SYDNEY, Jan 14 (Reuters) - Australian job advertisements in newspapers and on the Internet fell again in December, a tenth straight month of decline that pointed to softer demand for labour.
A survey by Australia and New Zealand Banking Group showed total job advertisements fell a seasonally adjusted 3.8 percent to 133,352 in December, following a drop of 2.8 percent the month before. That was down 16.1 percent from December 2011.
Job ads on the Internet fell 3.9 percent to 127,799 in December, from the month before, to be down 15.3 percent on the year. Newspapers ads dropped 0.4 percent, continuing a long-run shift away from newspapers toward Internet ads.

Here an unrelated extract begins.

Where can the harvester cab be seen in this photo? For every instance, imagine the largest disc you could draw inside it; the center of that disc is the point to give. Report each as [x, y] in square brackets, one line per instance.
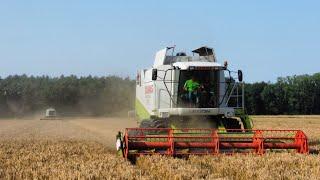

“The ongoing weakness suggests that conditions for a large share of Australian businesses remain challenging and the outlook uncertain,” said ANZ’s head of Australian economics, Ivan Colhoun.
He cautioned that without further monetary easing, the unemployment rate could rise towards 5.75 percent by the end of 2013, from the current 5.2 percent.
The Reserve Bank of Australia (RBA) cut interest rates in both October and December, taking them to a record-matching low of 3.0 percent.
ANZ is tipping further cuts this year, perhaps to as low as 2 percent.
Official figures on the labour market are due on Thursday and are expected to show employment was flat in December, nudging the jobless rate up to 5.4 percent.
While employment growth was subpar over 2012, the jobless rate was surprisingly steady in part due to a drop in participation rates.